All of those hospitalizations and deaths are entirely preventable with a flu shot. According to a recent study, the flu vaccine reduces the risk of death by 65 percent for healthy kids and 51 percent for kids with chronic illnesses. It's not just kids that need to be vaccinated, either. Adults who come into contact with children or anyone with a weakened immune system should get vaccinated so as to protect literally everyone around them.
The CDC and the AAP recommends that anyone over the age of 6 months old gets vaccinated for the flu this year. Both agencies recommend injectable flu vaccines — or the shot. They don't recommend the nasal spray vaccine, so make sure you clear that up with your doctor when you go to get your family vaccinated this year.
On Thursday, U.S. Secretary of Health and Human Services Thomas E. Price encouraged people to get vaccinated this year. “Vaccines are among the greatest health achievements of modern times, but only as useful as we as a society take advantage of them,” he said, according to The Washington Times.
In fact, the CDC even recommends that pregnant women get vaccinated for the flu. Not only does it protect the mother from getting sick, but it also reduces a baby's risk of flu by up to 50 percent and that benefit lasts up to four months after birth. (Or right until doctors recommend infants get vaccinated at 6 months old.)

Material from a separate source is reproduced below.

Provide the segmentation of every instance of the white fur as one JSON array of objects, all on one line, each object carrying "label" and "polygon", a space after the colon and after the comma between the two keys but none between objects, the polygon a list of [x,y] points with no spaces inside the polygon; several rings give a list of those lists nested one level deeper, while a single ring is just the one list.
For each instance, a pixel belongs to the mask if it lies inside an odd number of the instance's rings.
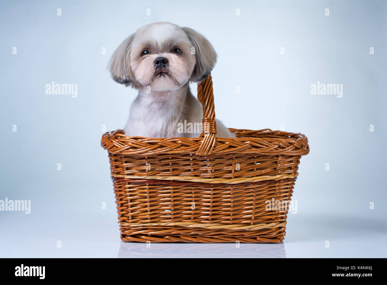
[{"label": "white fur", "polygon": [[[201,37],[192,31],[192,34]],[[190,79],[194,81],[194,73],[197,77],[200,73],[198,69],[208,66],[207,69],[212,69],[216,62],[216,53],[209,50],[213,48],[207,40],[201,37],[195,40],[197,45],[204,43],[202,46],[197,46],[202,53],[200,58],[191,52],[193,41],[181,28],[170,23],[155,23],[140,28],[116,50],[111,60],[113,79],[139,90],[125,127],[126,134],[154,138],[194,137],[202,131],[195,132],[197,129],[194,128],[181,131],[182,124],[197,126],[202,124],[203,118],[202,105],[190,90]],[[173,46],[166,43],[170,42],[181,50],[180,55],[171,52]],[[146,43],[148,43],[153,47],[147,47],[148,44]],[[140,56],[144,49],[151,50],[149,54]],[[168,59],[169,71],[166,75],[158,76],[154,73],[154,61],[160,56]],[[198,62],[199,60],[201,61]],[[130,66],[126,66],[128,65]],[[209,73],[211,70],[205,71]],[[206,74],[204,73],[204,76]],[[235,137],[218,120],[216,125],[216,136]]]}]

Unfortunately, there are still communities of people who don't trust that vaccines, including the one for the flu, are safe for their children. Many parents report that they think their kids "don't need" the flu shot. But the data on hospitalizations due to the flu prove otherwise. Hopefully, more parents will make sure their kids, despite their age, get vaccinated this year. Because, why get the flu if you don't have to?